La première chose à faire pour aider ces mères est de veiller à une pratique optimale d’allaitement afin de maximiser la production lactée. On peut tenter la prise de médicaments ou de plantes galactogènes, mais le résultat est aléatoire et imprévisible. La prise de progestérone et de metformine pendant la grossesse est utilisée dans certains cas pour favoriser le maintien de la grossesse ; ce traitement peut aussi favoriser le développement de la glande mammaire, et donc permettre une sécrétion lactée suffisante en post-partum. La metformine semble être un bon traitement en post-partum pour les mères souffrant du syndrôme des ovaires polykystiques et présentant une sécrétion lactée insuffisante ; de nombreuses femmes traitées par metformine ont réussi à avoir une sécrétion lactée adéquate ; et le taux lacté de metformine est très bas. Toutefois, ce traitement sera inefficace chez certaines femmes. La prise de fenugrec et de galéga pourra être tentée ; la posologie sera discutée avec un professionnel compétent, et évaluée au cas par cas. La dompéridone est un meilleur choix que le métoclopramide (qui peut induire des dépressions). Enfin, il semble que la sécrétion lactée soit plus abondante chez les multipares, peut-être en raison d’un nombre plus élevé de récepteurs pour la prolactine dans la glande mammaire. On peut donc faire preuve d’un optimisme prudent pour les grossesses suivantes chez les femmes souffrant du syndrôme des ovaires polykystiques.

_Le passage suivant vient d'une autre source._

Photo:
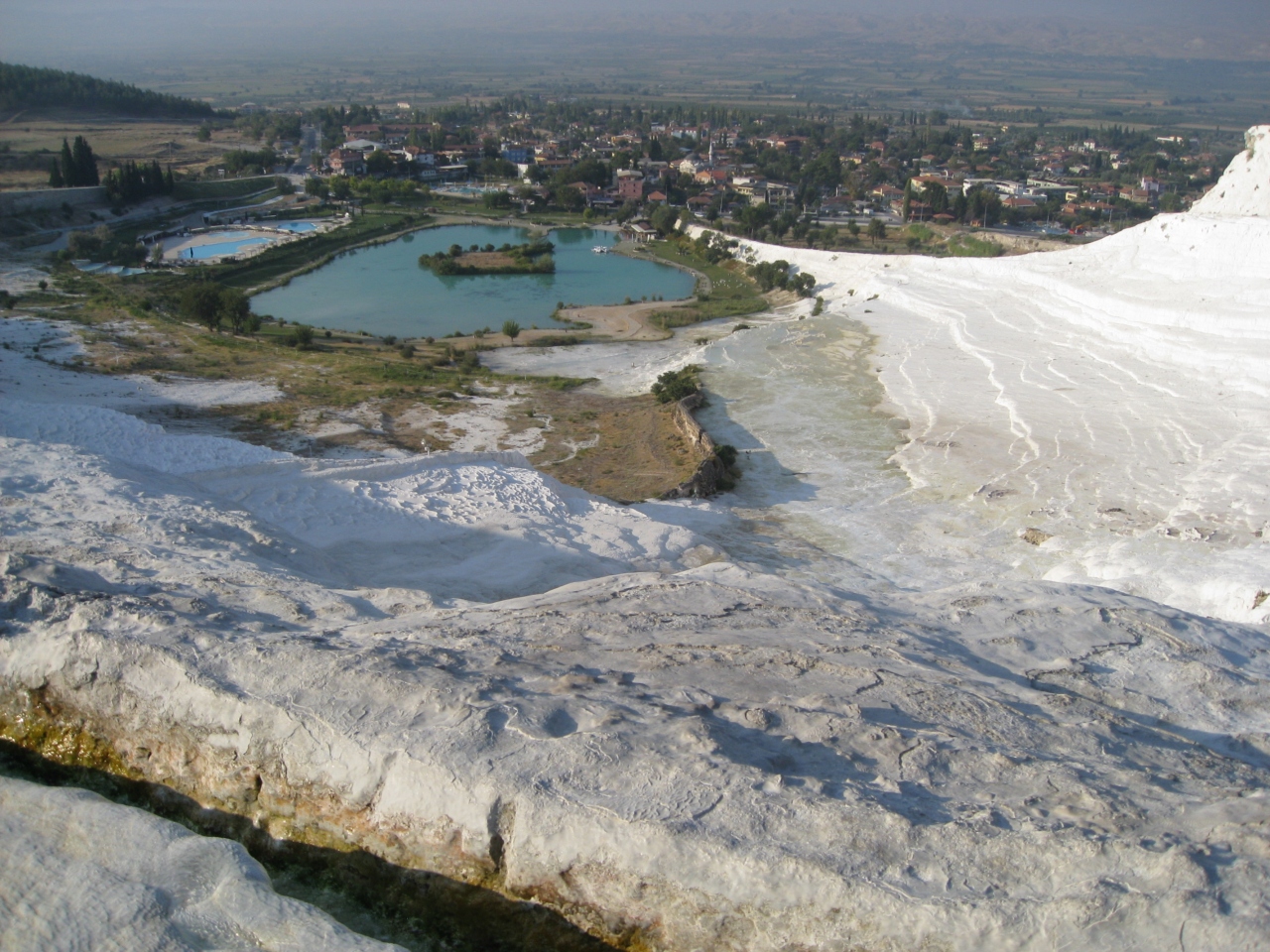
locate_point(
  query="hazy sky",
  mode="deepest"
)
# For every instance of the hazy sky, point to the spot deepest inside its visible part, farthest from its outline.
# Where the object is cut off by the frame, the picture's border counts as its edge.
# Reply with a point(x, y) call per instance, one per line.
point(71, 33)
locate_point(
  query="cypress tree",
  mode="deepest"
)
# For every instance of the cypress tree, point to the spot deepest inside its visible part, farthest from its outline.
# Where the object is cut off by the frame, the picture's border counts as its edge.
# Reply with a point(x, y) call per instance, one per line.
point(85, 163)
point(66, 166)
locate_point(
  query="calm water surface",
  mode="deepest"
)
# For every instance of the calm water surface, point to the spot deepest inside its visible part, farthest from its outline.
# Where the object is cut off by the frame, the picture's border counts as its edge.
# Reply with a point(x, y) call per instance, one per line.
point(382, 290)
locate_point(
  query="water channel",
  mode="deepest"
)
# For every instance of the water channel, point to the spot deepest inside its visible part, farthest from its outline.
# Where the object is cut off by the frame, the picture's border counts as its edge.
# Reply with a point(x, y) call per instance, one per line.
point(382, 290)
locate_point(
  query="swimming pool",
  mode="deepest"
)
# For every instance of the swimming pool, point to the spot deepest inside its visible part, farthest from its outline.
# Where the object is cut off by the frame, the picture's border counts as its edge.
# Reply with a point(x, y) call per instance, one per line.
point(234, 245)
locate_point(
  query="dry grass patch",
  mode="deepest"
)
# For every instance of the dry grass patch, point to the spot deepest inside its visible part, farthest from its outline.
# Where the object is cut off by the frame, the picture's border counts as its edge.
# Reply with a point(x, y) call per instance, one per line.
point(626, 448)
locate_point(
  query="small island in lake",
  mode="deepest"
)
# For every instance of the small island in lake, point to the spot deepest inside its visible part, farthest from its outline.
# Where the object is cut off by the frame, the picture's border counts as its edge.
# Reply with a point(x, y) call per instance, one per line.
point(531, 258)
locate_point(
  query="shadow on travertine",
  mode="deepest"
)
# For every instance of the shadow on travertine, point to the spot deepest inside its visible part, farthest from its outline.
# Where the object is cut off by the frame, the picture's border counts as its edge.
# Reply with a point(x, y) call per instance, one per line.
point(412, 907)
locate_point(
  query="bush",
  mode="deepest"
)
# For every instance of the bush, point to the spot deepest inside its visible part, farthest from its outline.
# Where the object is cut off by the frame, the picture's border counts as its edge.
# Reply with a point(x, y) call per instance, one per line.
point(676, 385)
point(300, 336)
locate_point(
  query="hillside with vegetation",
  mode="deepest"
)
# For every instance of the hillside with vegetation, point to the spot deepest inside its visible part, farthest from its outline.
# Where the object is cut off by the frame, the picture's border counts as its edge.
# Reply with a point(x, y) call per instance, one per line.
point(32, 86)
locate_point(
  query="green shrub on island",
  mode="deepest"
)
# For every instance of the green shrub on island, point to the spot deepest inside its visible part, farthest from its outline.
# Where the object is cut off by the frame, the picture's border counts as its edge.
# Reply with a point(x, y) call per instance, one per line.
point(776, 275)
point(531, 258)
point(676, 385)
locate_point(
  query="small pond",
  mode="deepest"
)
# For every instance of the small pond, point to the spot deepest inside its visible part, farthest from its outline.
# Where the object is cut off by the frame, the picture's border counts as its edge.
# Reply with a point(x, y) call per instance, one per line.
point(382, 290)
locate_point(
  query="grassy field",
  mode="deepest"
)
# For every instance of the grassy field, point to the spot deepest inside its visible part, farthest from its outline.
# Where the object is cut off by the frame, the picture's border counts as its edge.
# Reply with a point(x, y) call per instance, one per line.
point(114, 140)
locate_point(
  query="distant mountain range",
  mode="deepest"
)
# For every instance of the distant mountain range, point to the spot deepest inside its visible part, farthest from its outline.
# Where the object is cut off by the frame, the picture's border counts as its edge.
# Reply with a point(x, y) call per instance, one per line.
point(31, 86)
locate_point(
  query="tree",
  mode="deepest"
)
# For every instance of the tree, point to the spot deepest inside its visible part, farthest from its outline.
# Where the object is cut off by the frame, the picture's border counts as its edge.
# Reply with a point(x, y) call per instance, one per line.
point(84, 163)
point(236, 309)
point(202, 302)
point(676, 385)
point(66, 164)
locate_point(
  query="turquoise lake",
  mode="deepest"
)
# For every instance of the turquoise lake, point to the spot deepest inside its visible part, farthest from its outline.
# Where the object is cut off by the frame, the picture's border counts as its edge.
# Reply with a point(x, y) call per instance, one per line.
point(382, 290)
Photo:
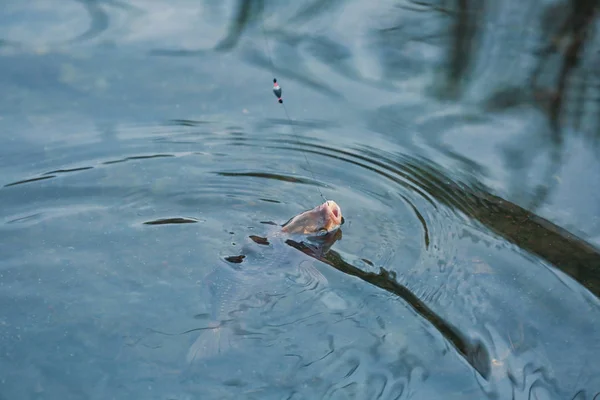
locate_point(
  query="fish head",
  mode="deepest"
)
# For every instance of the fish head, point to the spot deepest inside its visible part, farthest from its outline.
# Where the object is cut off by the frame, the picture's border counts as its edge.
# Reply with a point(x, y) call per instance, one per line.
point(321, 220)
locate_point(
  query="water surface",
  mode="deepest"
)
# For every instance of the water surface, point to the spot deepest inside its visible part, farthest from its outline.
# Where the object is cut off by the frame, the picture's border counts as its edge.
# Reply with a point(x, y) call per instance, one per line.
point(141, 148)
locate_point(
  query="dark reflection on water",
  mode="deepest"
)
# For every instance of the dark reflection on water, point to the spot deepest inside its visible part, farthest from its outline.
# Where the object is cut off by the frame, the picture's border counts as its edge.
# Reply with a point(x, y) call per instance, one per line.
point(146, 170)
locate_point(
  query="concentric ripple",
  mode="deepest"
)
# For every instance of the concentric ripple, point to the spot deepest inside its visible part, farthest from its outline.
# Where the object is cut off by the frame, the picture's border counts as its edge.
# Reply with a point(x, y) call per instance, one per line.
point(189, 214)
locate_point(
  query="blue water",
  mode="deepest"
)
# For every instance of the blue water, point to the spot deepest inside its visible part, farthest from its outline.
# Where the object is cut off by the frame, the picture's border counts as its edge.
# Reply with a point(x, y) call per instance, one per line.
point(460, 143)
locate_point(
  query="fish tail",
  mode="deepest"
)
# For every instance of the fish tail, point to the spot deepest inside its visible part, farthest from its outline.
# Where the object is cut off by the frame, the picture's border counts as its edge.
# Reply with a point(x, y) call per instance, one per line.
point(210, 343)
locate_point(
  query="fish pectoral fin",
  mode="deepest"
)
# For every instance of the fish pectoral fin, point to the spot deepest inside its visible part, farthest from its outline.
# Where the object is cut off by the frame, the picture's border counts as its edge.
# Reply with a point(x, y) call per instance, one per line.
point(210, 343)
point(312, 275)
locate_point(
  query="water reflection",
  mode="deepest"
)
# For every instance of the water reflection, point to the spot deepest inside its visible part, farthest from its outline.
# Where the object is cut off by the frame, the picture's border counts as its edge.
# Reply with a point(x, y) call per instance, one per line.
point(142, 149)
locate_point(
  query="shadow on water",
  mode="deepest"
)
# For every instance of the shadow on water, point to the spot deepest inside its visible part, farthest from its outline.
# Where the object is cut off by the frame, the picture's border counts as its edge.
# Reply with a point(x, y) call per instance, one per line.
point(96, 250)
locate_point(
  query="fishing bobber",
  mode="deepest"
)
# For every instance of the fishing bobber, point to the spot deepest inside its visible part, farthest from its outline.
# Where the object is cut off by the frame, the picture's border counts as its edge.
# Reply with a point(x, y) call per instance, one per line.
point(277, 90)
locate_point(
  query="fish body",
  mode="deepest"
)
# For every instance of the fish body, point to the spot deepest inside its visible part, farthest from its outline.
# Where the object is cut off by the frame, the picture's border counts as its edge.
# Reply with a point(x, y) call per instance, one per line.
point(230, 287)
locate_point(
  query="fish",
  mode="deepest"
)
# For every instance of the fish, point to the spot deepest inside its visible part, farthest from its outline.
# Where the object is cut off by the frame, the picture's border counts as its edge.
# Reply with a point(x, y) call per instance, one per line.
point(318, 228)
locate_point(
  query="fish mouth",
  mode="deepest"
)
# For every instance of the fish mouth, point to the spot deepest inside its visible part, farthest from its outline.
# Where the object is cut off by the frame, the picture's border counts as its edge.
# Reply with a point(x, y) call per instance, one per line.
point(334, 217)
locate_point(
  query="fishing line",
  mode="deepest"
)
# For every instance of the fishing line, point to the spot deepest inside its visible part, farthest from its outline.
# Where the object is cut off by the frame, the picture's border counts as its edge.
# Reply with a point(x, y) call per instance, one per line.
point(277, 90)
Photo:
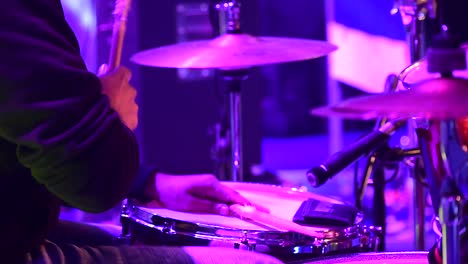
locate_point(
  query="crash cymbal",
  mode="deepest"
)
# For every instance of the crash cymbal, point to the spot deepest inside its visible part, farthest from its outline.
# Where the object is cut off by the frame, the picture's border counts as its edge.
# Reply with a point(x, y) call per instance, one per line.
point(233, 51)
point(438, 99)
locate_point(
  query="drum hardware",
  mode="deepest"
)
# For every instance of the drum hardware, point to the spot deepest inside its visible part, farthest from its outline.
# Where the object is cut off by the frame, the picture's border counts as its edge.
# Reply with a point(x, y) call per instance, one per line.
point(418, 257)
point(416, 17)
point(214, 230)
point(449, 214)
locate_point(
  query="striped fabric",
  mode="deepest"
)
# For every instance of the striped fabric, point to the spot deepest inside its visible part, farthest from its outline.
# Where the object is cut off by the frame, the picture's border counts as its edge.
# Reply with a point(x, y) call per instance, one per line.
point(372, 43)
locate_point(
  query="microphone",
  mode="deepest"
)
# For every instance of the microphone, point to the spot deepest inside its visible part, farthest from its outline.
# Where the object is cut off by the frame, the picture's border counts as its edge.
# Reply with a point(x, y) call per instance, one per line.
point(318, 175)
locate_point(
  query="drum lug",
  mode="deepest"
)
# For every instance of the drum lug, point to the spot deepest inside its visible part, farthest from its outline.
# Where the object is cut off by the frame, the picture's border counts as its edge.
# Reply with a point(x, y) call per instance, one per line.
point(168, 228)
point(245, 242)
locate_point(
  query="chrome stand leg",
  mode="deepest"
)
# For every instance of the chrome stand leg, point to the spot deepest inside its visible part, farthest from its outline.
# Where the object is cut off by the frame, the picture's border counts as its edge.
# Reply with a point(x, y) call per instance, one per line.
point(449, 217)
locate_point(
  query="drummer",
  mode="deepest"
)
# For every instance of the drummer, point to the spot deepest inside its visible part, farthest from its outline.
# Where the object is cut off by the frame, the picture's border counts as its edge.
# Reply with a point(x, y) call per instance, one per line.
point(67, 138)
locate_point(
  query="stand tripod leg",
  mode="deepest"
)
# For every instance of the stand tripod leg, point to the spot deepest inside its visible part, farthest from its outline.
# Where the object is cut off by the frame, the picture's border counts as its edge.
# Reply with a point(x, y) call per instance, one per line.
point(236, 136)
point(379, 205)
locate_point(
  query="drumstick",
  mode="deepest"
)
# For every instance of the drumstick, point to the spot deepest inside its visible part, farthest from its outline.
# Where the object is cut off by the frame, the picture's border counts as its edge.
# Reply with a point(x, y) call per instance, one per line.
point(122, 7)
point(279, 223)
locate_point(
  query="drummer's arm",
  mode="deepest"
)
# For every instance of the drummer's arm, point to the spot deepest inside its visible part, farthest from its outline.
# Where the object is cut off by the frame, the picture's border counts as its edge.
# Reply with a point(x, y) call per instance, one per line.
point(53, 110)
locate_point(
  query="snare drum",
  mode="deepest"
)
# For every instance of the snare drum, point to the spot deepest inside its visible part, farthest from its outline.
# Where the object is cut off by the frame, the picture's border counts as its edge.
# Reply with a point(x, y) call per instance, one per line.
point(374, 258)
point(157, 226)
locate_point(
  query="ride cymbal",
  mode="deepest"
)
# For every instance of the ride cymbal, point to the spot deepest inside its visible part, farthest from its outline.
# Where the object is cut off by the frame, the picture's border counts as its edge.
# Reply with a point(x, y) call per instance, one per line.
point(231, 51)
point(437, 99)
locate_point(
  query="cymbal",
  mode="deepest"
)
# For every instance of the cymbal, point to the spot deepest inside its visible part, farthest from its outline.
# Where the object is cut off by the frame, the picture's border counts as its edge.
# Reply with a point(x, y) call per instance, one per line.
point(438, 99)
point(232, 51)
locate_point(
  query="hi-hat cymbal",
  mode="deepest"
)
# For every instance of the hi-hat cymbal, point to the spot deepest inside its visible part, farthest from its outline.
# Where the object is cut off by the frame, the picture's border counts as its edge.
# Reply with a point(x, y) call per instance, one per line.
point(233, 51)
point(438, 99)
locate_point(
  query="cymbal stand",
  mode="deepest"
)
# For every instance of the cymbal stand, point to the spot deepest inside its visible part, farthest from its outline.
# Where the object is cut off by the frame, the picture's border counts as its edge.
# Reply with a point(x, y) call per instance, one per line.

Une association sur le SOPK : Association Esp'OPK
Bonjour, je suis actuellement enceinte et j'espérais beaucoup allaiter. Mais ma mère n'a pu allaiter aucun de ces enfants, et elle m'a dit que c'était sûrement lié à la thyroïde. En me renseignant, je découvre que les femmes SPOK sont aussi concernées et que malheureusement, il y a peu de choses à faire. J'ai eu de la chance jusqu'à présent, pas de surpilosité, ni de prise de poids, simplement des règles 2 fois par an uniquement jusque 30 ans. Pratique. Jusqu'à ce que je découvre cet état de la recherche... Mais tout n'est pas perdu, je peux encore y croire!